Radio Broadcaster Michael Savage and Others Banned From U.K.
Article audio sponsored by The John Birch Society

The United Kingdom released a list of the names of 16 people not allowed into the U.K. (apparently six more people are banned, but their names are not being released).

According to the Independent (U.K.), British Home Secretary Jacqui Smith said of those on the list, which was begun last October and adds two to five people per month, “This is someone who has fallen into the category of fomenting hatred, of such extreme views and expressing them in such a way that it is actually likely to cause inter-community tension or even violence if that person were allowed into the country.”

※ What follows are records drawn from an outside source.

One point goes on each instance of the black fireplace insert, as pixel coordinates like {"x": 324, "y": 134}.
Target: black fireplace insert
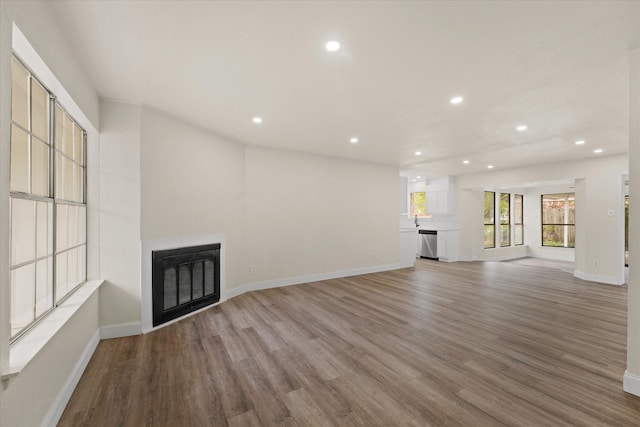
{"x": 184, "y": 280}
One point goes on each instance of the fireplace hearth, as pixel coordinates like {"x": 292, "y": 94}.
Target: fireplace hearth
{"x": 184, "y": 280}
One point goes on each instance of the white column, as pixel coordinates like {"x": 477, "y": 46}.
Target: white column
{"x": 632, "y": 375}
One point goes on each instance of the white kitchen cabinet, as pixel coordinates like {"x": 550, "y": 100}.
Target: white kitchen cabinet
{"x": 448, "y": 245}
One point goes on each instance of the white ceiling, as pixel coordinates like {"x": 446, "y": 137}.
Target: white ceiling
{"x": 558, "y": 67}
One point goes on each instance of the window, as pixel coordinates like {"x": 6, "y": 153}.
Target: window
{"x": 558, "y": 220}
{"x": 47, "y": 202}
{"x": 418, "y": 204}
{"x": 505, "y": 219}
{"x": 518, "y": 219}
{"x": 489, "y": 219}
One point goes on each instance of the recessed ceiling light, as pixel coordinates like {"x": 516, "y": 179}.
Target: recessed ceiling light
{"x": 332, "y": 46}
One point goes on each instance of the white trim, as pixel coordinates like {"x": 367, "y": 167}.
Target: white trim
{"x": 28, "y": 54}
{"x": 631, "y": 383}
{"x": 609, "y": 280}
{"x": 61, "y": 400}
{"x": 25, "y": 349}
{"x": 306, "y": 279}
{"x": 146, "y": 249}
{"x": 121, "y": 330}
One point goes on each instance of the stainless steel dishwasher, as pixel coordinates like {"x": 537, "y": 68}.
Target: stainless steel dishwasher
{"x": 428, "y": 244}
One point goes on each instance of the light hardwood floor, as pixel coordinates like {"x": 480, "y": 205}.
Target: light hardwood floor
{"x": 468, "y": 344}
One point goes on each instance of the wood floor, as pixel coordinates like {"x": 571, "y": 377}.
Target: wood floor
{"x": 462, "y": 344}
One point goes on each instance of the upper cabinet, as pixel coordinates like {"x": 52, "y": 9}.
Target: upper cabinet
{"x": 440, "y": 193}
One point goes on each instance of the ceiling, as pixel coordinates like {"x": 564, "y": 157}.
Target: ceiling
{"x": 560, "y": 68}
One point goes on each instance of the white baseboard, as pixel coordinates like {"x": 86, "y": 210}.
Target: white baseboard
{"x": 57, "y": 408}
{"x": 122, "y": 330}
{"x": 609, "y": 280}
{"x": 256, "y": 286}
{"x": 631, "y": 383}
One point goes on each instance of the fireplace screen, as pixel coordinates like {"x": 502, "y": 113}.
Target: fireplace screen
{"x": 184, "y": 280}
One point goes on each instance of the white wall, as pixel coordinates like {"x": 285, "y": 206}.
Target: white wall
{"x": 35, "y": 394}
{"x": 284, "y": 216}
{"x": 632, "y": 376}
{"x": 29, "y": 398}
{"x": 309, "y": 214}
{"x": 120, "y": 219}
{"x": 192, "y": 184}
{"x": 597, "y": 191}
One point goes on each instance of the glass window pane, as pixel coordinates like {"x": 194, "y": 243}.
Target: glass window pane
{"x": 72, "y": 226}
{"x": 68, "y": 137}
{"x": 19, "y": 160}
{"x": 68, "y": 179}
{"x": 23, "y": 230}
{"x": 489, "y": 207}
{"x": 39, "y": 111}
{"x": 72, "y": 272}
{"x": 44, "y": 289}
{"x": 39, "y": 168}
{"x": 19, "y": 95}
{"x": 59, "y": 128}
{"x": 78, "y": 187}
{"x": 61, "y": 276}
{"x": 77, "y": 144}
{"x": 517, "y": 209}
{"x": 505, "y": 238}
{"x": 505, "y": 208}
{"x": 22, "y": 297}
{"x": 61, "y": 228}
{"x": 59, "y": 191}
{"x": 489, "y": 237}
{"x": 553, "y": 208}
{"x": 82, "y": 263}
{"x": 82, "y": 224}
{"x": 571, "y": 201}
{"x": 43, "y": 236}
{"x": 553, "y": 235}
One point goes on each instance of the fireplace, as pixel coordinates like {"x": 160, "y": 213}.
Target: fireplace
{"x": 184, "y": 280}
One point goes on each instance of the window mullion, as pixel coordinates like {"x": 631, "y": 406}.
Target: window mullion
{"x": 52, "y": 189}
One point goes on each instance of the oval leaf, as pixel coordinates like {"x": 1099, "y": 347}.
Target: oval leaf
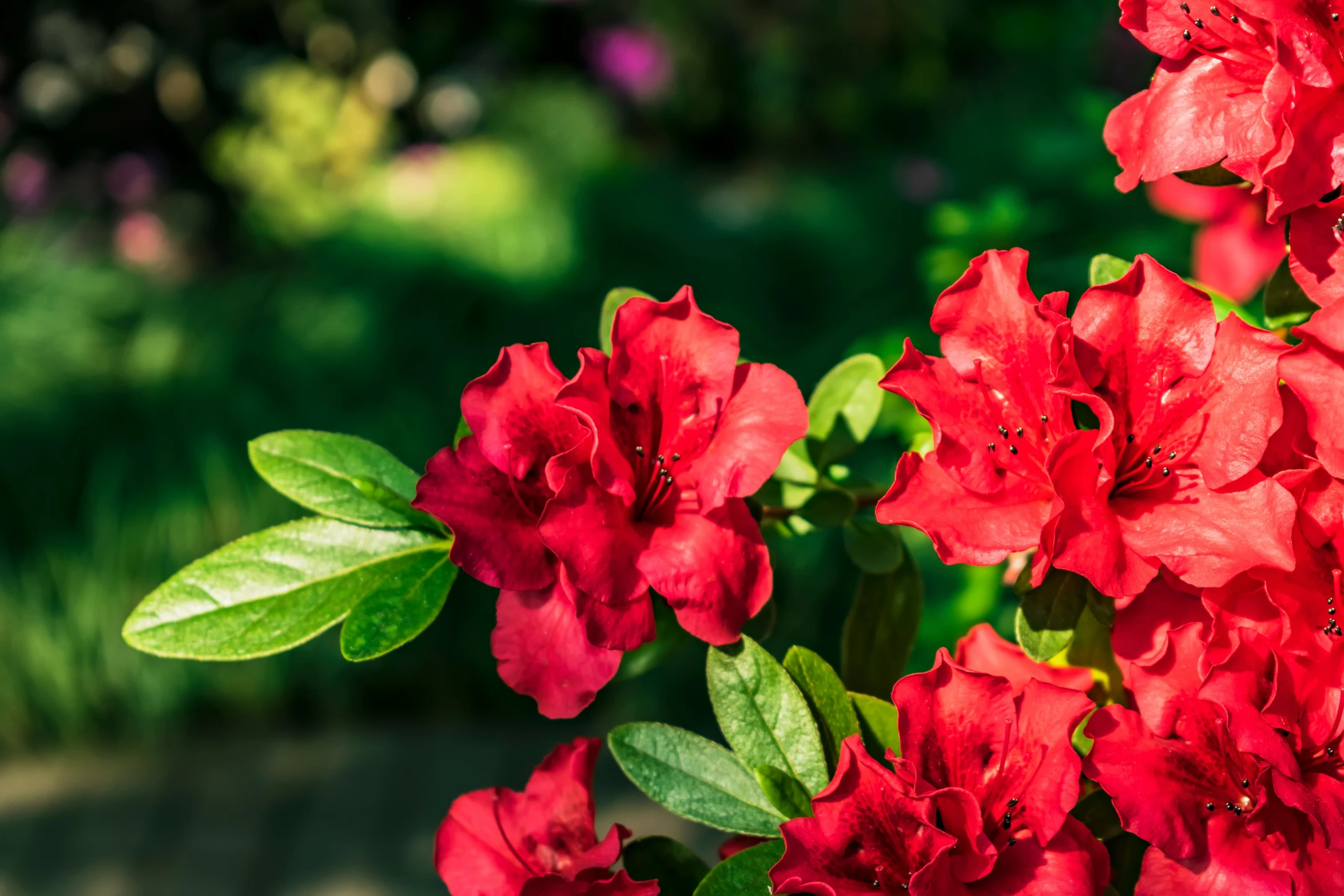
{"x": 746, "y": 874}
{"x": 874, "y": 547}
{"x": 401, "y": 606}
{"x": 272, "y": 590}
{"x": 1107, "y": 269}
{"x": 784, "y": 791}
{"x": 677, "y": 868}
{"x": 844, "y": 408}
{"x": 878, "y": 719}
{"x": 762, "y": 714}
{"x": 615, "y": 298}
{"x": 1049, "y": 613}
{"x": 694, "y": 778}
{"x": 339, "y": 476}
{"x": 880, "y": 632}
{"x": 827, "y": 699}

On this list is U.S. shock-jock Michael Savage, who has one of the top-five largest radio audiences in the United States. Savage apparently made the list because he called the Koran “a book of hate” and has verbally assailed illegal immigration in the United States. Savage, who is on the list with murderers and people who openly provoke killing and other violence, plans to sue Smith for defamation because he opposes violence. Since Savage would essentially be suing the British government, however, his case will likely go nowhere.

Those public notables missing from the list tell as much about the reasons for its enactment as any other factor. Iranian President Mahmoud Ahmadinejad, who sparked a mass walkout at the UN racism conference by EU delegates in April for a tirade against Israelis, including calling them “racist perpetrators of genocide,” according to the Guardian (U.K.), is missing (though he could be one of the unnamed six). Also missing are U.S. leader of the Nation of Islam Louis Farrakhan, who regularly verbally disparages whites and Jews; the leaders of MoveOn.org for publishing anti-Catholic rhetoric on their website; and the leaders of the Hispanic groups La Raza (The Race) and MEChA for promoting the killing of whites, along with a long list of brutal dictators from around the world. Nor does the list advocate evicting from Britain any of the numerous Muslims who parade around that country with signs advocating the killing of non-Muslims.

The fact is that this ban is a political showcase of support for Britain’s Islamists, homosexuals, and illegal immigrants — nothing more. The U.K. — while adding some truly violent people to the list, such as murderous Russian skinhead leaders — is picking and choosing amongst issuers of politically incorrect messages, obviously to quell speech against the favored minorities. This is the same country that last December allowed the U.K.’s Channel 4 to broadcast an alternative Christmas message by the Iranian president to the British people after the queen gave her annual Christmas address.

Of course, banning people with “unpopular” views will do nothing to quell terrorism. Nor will it eliminate unpopular views, unless the U.K. bans or strictly controls the Internet. People will just be afraid to publically say something politically incorrect, even if they are correct.

Though I’d like to say that the United States is above such attempts at the political destruction of free speech, the United States Senate will likely vote on May 7 on what is called the Matthew Shepard Hate Crimes Prevention Act. The House has already passed a version of this legislation. This bill would lead to criminal charges being filed against anyone, including priests and ministers, for hate crimes if they speak out against any congressionally sanctified sexual aberration, such as homosexuality and pedophilia, if anyone in the speaker’s audience later hurts someone in a protected group. In the United States too, we have a federal no-fly list for government-disapproved peoples.

As it stands, the U.K.’s travel ban is mainly a bad joke to most, egregiously affecting a small number of newsworthy people in the news — and will likely remain so unless it grows exponentially or is instituted across the EU or the world — while the U.S. “hate-crime” bill upends the protections of the First Amendment and should scare all U.S. citizens to their core.